Herausragendes Interesse der Ortegagesellschaft ist dabei, die Axiome und Grundgedanken von José Ortega y Gasset zur Jagd auf dem Feld der praktischen Jägerei umzusetzen. Die Bedingungen der Möglichkeit eines neuen Humanismus in Ortegas Sinn werden als Bedingungen der Möglichkeit eines Jägerethos kultivierter Prägung in die Sicht gebracht. Die Ortegagesellschaft unterstützt die Jagd als Ausdruck von Kulturgut gegen materialistische, ideologische und funktionalistisch, auf Nutzeffekte aus Eigentum an Grund und Boden gerichtete Interessen, die der natürlichen Einheit von Fauna und Flora zum alleinigen Vorteil wirtschaftlichen Nutzens und Gewinnmaximierung den Missbrauch von Macht gleichorientierter administrativer Ebenen (Politik, Legislative usw.) die Herrschaft übertragen haben. Der Jäger im Sinne Ortegas als kultivierter Naturnutzer mit phylogenetischem Bewusstsein ist die Zielgestalt, die zwischen Leidenschaft und Vernunft jagend konfligierende Interessen in der Gesellschaft zum Ausgleich zu bringen bemüht ist. Die Verantwortung hierfür liegt bei den jägerischen Eliten in Verbänden und Organisationen. Deshalb ist das Naturereignis Jagd sowohl aus dem Aspekt von Kultur als auch aus dem der Zivilisation eine praktische und lebendige Aufgabe aller an der Sache beteiligten Bezugsgrößen: Jäger, Politik, Gesetzgebung, Verwaltung und jene, denen die natürlichen Ressourcen zur nachhaltigen Nutzung anvertraut sind (z.B. Forstverwaltungen).

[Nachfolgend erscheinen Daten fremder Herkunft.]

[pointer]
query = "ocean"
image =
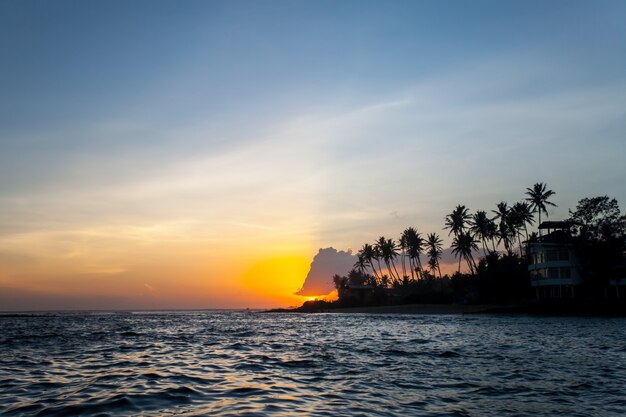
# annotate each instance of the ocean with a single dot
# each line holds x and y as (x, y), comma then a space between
(227, 363)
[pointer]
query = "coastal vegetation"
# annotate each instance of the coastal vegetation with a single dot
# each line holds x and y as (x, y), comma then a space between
(491, 249)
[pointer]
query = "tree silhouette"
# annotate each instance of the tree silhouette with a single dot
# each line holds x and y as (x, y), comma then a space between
(505, 229)
(435, 249)
(368, 253)
(480, 226)
(415, 246)
(462, 246)
(456, 220)
(538, 197)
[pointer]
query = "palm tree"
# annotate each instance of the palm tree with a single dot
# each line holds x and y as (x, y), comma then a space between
(503, 213)
(520, 216)
(456, 220)
(480, 227)
(403, 245)
(524, 212)
(435, 249)
(360, 264)
(415, 245)
(386, 249)
(538, 198)
(368, 253)
(462, 246)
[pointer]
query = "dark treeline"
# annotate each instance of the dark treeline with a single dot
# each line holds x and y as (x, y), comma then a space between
(407, 270)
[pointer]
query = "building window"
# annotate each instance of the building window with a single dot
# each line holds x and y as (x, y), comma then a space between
(552, 255)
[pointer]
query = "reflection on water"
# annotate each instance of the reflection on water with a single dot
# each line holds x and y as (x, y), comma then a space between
(236, 363)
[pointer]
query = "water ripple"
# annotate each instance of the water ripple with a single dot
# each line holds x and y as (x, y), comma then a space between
(236, 363)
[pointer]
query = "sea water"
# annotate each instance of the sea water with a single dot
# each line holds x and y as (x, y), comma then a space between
(258, 364)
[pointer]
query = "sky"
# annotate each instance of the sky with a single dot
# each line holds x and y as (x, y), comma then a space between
(198, 154)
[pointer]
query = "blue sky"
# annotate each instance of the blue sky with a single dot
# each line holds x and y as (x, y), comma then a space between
(307, 124)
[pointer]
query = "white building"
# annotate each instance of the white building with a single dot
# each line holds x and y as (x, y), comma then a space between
(554, 269)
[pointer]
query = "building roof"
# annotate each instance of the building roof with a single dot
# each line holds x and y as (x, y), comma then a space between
(558, 224)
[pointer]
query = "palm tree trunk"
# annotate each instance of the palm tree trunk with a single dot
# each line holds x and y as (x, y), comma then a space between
(394, 268)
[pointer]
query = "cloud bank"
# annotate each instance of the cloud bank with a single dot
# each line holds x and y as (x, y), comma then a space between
(326, 263)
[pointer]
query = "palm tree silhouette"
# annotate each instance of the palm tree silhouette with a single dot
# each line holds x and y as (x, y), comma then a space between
(435, 249)
(387, 250)
(480, 227)
(505, 230)
(538, 198)
(462, 246)
(520, 216)
(456, 220)
(415, 246)
(368, 254)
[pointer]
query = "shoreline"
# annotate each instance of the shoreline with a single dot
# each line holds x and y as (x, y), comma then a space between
(419, 309)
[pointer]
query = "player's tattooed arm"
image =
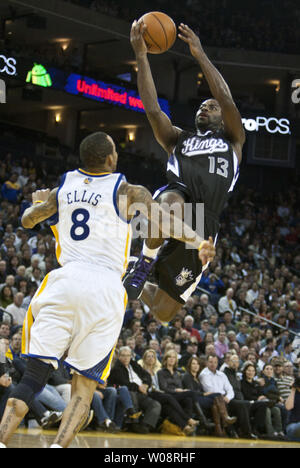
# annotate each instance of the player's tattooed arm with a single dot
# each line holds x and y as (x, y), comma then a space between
(133, 198)
(219, 89)
(44, 206)
(164, 131)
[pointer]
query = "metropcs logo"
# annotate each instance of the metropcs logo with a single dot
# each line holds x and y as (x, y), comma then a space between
(8, 65)
(270, 124)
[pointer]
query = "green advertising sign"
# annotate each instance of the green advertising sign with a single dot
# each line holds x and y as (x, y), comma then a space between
(39, 76)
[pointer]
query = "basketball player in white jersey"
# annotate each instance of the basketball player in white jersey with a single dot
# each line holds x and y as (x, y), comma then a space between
(77, 313)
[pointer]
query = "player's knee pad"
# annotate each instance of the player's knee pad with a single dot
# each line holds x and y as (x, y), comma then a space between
(35, 377)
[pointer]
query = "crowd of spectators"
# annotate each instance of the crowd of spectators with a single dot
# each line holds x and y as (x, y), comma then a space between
(225, 365)
(259, 25)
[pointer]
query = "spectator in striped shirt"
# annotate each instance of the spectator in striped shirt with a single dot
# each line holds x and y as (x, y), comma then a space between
(284, 382)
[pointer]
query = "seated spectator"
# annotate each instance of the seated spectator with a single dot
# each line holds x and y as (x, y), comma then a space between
(152, 331)
(271, 391)
(175, 328)
(188, 323)
(170, 408)
(170, 381)
(243, 333)
(292, 404)
(6, 296)
(11, 189)
(228, 321)
(208, 309)
(191, 351)
(227, 303)
(221, 345)
(214, 381)
(129, 373)
(204, 327)
(240, 407)
(211, 403)
(253, 391)
(284, 382)
(42, 415)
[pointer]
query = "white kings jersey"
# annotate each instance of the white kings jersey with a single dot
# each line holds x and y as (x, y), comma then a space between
(88, 228)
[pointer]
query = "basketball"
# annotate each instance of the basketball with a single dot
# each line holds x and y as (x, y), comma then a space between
(161, 32)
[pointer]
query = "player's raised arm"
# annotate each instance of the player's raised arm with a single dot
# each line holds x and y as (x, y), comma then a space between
(231, 117)
(137, 197)
(165, 133)
(44, 206)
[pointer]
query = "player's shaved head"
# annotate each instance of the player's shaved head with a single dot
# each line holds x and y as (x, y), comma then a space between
(95, 148)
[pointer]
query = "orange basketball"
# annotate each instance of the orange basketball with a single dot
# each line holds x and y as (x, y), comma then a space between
(161, 32)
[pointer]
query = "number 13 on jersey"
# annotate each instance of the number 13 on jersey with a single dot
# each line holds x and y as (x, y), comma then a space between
(218, 166)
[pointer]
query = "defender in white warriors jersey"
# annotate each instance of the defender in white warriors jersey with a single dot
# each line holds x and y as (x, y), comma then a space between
(78, 310)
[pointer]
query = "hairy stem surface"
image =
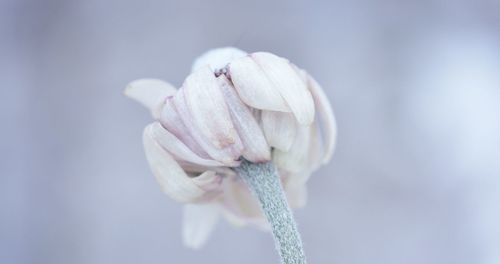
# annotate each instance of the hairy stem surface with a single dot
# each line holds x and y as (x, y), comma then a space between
(264, 182)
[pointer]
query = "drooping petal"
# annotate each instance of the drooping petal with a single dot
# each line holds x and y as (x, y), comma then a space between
(325, 112)
(228, 155)
(316, 150)
(327, 118)
(177, 148)
(280, 129)
(199, 222)
(217, 59)
(289, 84)
(208, 108)
(150, 92)
(256, 148)
(296, 192)
(296, 159)
(171, 120)
(253, 86)
(172, 179)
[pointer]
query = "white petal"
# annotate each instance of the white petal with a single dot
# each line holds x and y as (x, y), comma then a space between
(228, 156)
(327, 118)
(217, 59)
(150, 92)
(172, 179)
(208, 109)
(171, 120)
(177, 148)
(256, 148)
(296, 159)
(280, 129)
(316, 150)
(289, 84)
(199, 222)
(253, 86)
(296, 192)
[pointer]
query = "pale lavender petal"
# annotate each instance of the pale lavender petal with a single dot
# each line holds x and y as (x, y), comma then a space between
(172, 179)
(171, 120)
(256, 148)
(296, 159)
(280, 129)
(327, 118)
(177, 148)
(228, 156)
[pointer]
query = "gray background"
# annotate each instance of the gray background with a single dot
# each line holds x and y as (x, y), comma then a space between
(415, 87)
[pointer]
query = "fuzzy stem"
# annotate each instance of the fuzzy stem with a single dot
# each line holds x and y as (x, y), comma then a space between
(264, 182)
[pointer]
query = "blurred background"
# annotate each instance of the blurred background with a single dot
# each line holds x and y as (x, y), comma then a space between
(415, 86)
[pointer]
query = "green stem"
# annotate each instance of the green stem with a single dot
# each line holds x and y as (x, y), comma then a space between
(264, 182)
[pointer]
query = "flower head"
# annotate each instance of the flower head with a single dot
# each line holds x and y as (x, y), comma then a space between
(233, 105)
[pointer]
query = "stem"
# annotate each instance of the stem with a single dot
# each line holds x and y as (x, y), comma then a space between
(265, 184)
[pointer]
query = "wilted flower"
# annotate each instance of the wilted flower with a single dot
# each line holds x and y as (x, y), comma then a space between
(233, 105)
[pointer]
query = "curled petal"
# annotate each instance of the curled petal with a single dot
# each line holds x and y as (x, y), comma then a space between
(171, 120)
(253, 86)
(256, 148)
(150, 92)
(208, 109)
(228, 156)
(199, 222)
(289, 84)
(296, 159)
(172, 179)
(177, 148)
(280, 129)
(217, 59)
(327, 118)
(296, 193)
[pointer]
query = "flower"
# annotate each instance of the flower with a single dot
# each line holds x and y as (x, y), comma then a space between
(233, 105)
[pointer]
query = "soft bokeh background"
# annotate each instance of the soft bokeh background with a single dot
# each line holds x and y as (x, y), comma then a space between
(415, 86)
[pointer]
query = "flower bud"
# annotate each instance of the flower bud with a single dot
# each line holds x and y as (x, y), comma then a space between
(234, 105)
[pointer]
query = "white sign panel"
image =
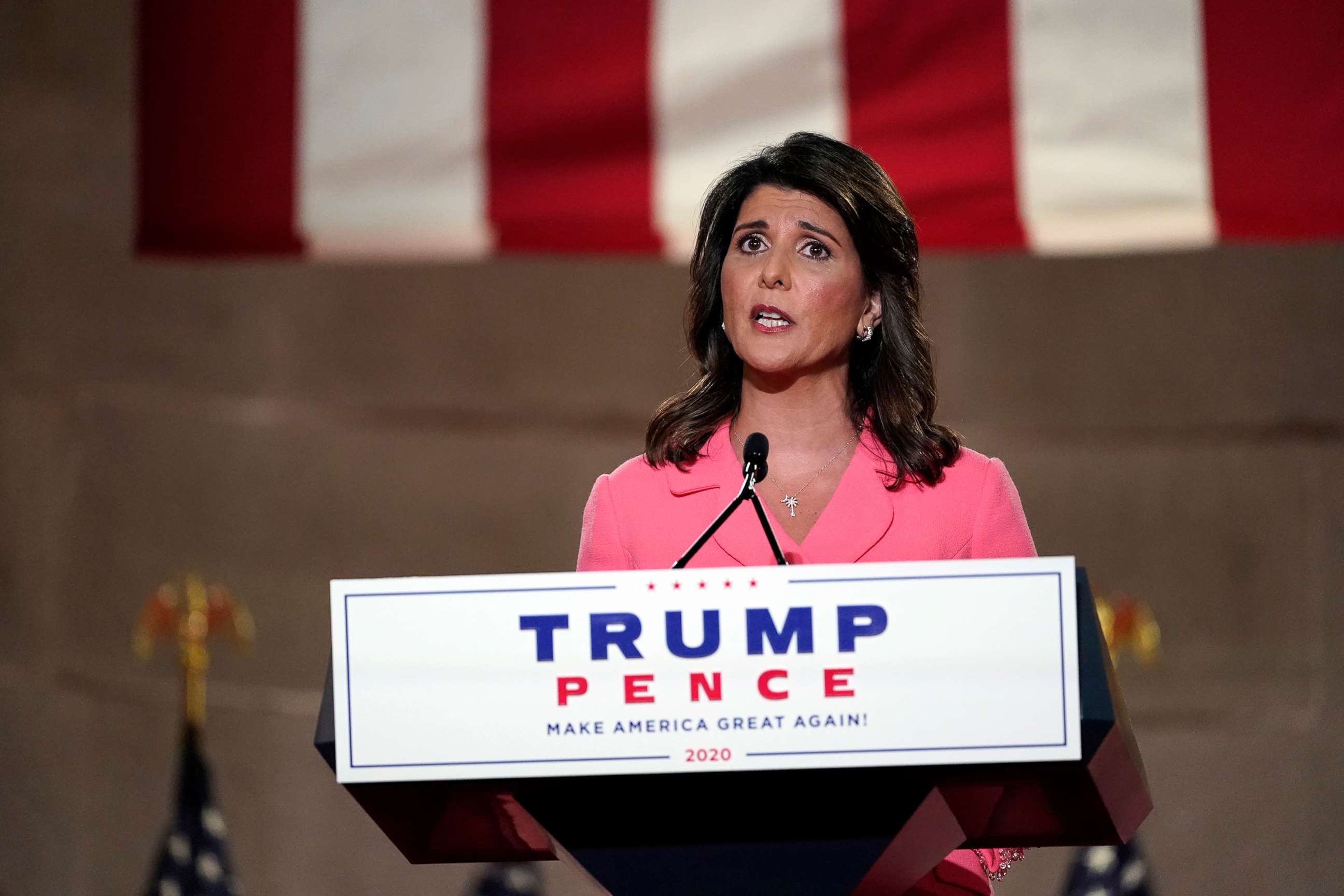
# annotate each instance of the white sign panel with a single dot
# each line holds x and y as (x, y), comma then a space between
(674, 671)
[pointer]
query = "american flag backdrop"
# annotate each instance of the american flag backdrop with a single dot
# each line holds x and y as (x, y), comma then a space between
(463, 128)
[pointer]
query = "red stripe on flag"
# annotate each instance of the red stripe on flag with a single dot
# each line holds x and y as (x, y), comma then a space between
(1276, 117)
(216, 163)
(930, 97)
(570, 135)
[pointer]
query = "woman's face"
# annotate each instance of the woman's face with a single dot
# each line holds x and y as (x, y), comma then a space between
(793, 293)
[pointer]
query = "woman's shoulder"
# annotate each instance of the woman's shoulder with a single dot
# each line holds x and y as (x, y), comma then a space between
(634, 477)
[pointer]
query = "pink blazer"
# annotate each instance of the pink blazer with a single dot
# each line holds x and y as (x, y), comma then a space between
(643, 517)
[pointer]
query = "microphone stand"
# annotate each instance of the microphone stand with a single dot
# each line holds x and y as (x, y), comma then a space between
(750, 472)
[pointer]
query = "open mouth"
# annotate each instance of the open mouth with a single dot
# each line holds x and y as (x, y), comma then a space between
(768, 319)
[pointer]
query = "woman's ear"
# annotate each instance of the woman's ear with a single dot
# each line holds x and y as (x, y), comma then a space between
(871, 312)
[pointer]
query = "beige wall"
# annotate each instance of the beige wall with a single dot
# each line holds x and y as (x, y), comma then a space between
(1174, 421)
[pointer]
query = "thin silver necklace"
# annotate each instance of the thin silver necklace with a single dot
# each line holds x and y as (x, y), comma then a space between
(792, 500)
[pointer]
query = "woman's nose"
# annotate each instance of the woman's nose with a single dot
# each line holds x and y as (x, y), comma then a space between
(775, 273)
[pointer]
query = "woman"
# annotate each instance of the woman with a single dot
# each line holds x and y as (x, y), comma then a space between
(804, 321)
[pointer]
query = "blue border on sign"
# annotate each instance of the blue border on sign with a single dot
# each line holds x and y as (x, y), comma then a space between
(1063, 692)
(1063, 678)
(350, 707)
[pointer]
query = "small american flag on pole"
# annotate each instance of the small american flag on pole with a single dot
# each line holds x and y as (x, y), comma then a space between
(194, 855)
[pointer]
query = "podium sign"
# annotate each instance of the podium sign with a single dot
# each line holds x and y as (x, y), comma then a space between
(703, 671)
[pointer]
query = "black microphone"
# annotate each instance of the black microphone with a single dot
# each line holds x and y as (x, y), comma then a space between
(754, 452)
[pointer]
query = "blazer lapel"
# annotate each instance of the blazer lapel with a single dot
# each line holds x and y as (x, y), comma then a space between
(859, 512)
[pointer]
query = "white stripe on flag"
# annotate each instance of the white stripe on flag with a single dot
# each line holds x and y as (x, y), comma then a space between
(391, 128)
(1112, 133)
(727, 78)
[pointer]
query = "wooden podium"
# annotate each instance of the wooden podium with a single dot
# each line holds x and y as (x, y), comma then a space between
(814, 832)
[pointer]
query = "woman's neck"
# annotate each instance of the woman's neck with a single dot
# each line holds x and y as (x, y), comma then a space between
(804, 415)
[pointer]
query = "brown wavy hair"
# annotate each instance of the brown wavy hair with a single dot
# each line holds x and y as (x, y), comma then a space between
(891, 383)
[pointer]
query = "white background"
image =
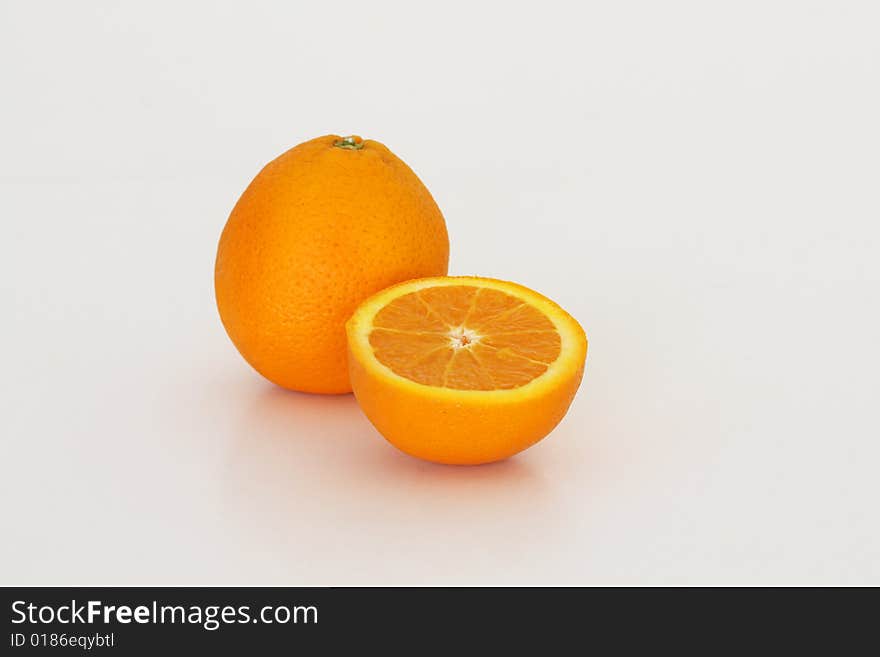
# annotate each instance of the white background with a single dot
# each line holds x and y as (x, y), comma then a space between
(698, 183)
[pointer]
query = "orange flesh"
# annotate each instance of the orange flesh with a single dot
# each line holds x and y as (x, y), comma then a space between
(464, 337)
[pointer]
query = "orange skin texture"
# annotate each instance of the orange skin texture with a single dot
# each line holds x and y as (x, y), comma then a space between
(463, 427)
(466, 433)
(316, 232)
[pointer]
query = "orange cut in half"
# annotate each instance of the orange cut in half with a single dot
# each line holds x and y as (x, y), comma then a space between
(464, 370)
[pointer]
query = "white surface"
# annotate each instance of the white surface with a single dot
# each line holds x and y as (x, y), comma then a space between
(697, 184)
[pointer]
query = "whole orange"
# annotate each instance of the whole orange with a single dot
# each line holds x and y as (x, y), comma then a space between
(321, 228)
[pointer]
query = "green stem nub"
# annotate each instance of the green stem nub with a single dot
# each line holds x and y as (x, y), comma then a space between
(352, 143)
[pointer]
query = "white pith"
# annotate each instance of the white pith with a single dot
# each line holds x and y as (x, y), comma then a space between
(461, 337)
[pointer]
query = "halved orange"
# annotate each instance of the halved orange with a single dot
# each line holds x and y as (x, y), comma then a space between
(464, 370)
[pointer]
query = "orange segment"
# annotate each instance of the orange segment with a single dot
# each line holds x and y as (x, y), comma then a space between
(463, 369)
(464, 337)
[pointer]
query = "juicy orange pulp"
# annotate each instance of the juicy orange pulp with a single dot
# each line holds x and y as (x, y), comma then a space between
(465, 338)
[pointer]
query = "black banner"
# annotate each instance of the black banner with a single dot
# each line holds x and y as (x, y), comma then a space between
(149, 621)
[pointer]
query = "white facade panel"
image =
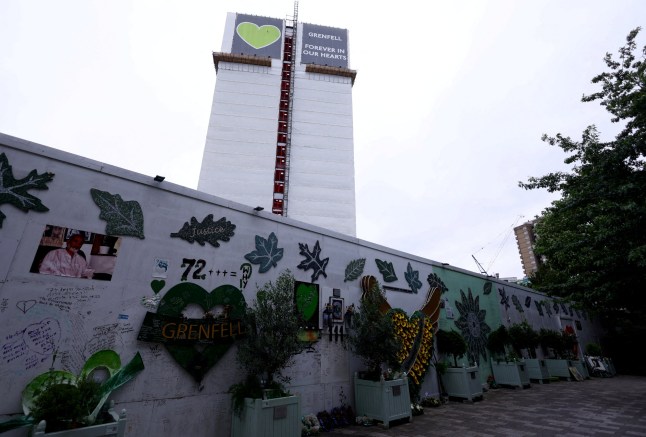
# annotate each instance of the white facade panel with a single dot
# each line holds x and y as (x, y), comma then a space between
(239, 160)
(240, 150)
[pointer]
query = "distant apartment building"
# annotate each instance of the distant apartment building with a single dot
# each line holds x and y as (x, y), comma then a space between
(526, 238)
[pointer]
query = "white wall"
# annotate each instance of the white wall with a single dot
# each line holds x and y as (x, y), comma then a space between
(163, 399)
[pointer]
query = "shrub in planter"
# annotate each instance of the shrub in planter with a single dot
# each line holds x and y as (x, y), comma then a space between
(593, 349)
(67, 401)
(373, 336)
(523, 336)
(497, 342)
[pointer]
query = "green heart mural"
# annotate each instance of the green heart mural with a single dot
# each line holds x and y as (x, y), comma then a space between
(198, 360)
(258, 36)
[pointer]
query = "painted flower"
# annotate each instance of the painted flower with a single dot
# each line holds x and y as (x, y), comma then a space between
(472, 324)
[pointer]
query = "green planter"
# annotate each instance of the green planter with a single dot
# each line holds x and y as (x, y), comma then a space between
(111, 429)
(384, 401)
(462, 382)
(537, 370)
(280, 417)
(513, 373)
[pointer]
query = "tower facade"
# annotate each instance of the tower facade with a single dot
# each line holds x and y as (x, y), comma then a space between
(280, 134)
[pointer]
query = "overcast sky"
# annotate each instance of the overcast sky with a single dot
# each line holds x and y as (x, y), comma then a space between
(450, 101)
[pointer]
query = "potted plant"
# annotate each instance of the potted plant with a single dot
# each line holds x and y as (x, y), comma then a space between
(380, 393)
(524, 338)
(457, 381)
(58, 403)
(508, 368)
(261, 404)
(558, 360)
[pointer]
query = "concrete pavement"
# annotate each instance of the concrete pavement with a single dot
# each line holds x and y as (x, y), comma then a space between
(594, 407)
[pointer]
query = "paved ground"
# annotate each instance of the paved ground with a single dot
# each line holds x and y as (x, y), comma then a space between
(595, 407)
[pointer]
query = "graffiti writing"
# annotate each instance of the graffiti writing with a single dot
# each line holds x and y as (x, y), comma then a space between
(35, 344)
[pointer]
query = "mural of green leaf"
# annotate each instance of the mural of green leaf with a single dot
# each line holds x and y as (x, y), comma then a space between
(387, 270)
(312, 260)
(197, 361)
(436, 282)
(207, 231)
(122, 217)
(267, 253)
(354, 269)
(548, 310)
(472, 324)
(14, 191)
(528, 301)
(412, 277)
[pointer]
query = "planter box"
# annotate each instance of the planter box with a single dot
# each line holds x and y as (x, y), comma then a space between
(582, 368)
(560, 368)
(462, 382)
(610, 365)
(510, 373)
(382, 400)
(280, 417)
(537, 370)
(110, 429)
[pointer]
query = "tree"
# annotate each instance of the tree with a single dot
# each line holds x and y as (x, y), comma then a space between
(593, 238)
(373, 336)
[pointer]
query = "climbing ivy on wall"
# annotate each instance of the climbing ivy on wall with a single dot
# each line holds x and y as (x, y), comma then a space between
(122, 217)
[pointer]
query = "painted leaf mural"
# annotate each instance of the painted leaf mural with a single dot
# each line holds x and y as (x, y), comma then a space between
(312, 260)
(387, 270)
(504, 299)
(354, 269)
(472, 324)
(436, 282)
(122, 217)
(528, 301)
(15, 191)
(412, 277)
(267, 253)
(207, 231)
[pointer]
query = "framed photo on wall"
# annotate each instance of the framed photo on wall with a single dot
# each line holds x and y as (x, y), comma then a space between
(337, 309)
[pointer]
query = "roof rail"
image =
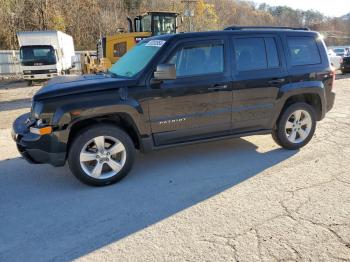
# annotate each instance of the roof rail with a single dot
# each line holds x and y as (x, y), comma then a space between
(266, 27)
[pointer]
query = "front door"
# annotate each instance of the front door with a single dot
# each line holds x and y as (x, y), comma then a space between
(198, 103)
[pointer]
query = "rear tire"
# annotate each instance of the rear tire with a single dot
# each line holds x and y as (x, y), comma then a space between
(295, 126)
(101, 155)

Ich hoffe, Sie werden mir zustimmen: Die Veranstaltung des FORUMS, eine Organisation freiheitlich konservativ gesonnener Jägerinnen und Jäger, die sich als Statthalter lebendiger Jagdkultur berühmen, kann und darf hier und heute im Lichtschein der Wartburg nicht ohne Rückneigung auf jenes epochale Ereignis ihren Verlauf nehmen, das vor fast 200 Jahren die Geburtsstunde des deutschen Nationalgefühls einläutete. Damals erhoben junge Menschen aus ganz Deutschland mit flammendem Herzen, mit Mut und Entschlossenheit, Pioniere unserer heutigen Demokratie, den uns alle bindenden und verbindenden Ruf nach Einigkeit und Recht und Freiheit.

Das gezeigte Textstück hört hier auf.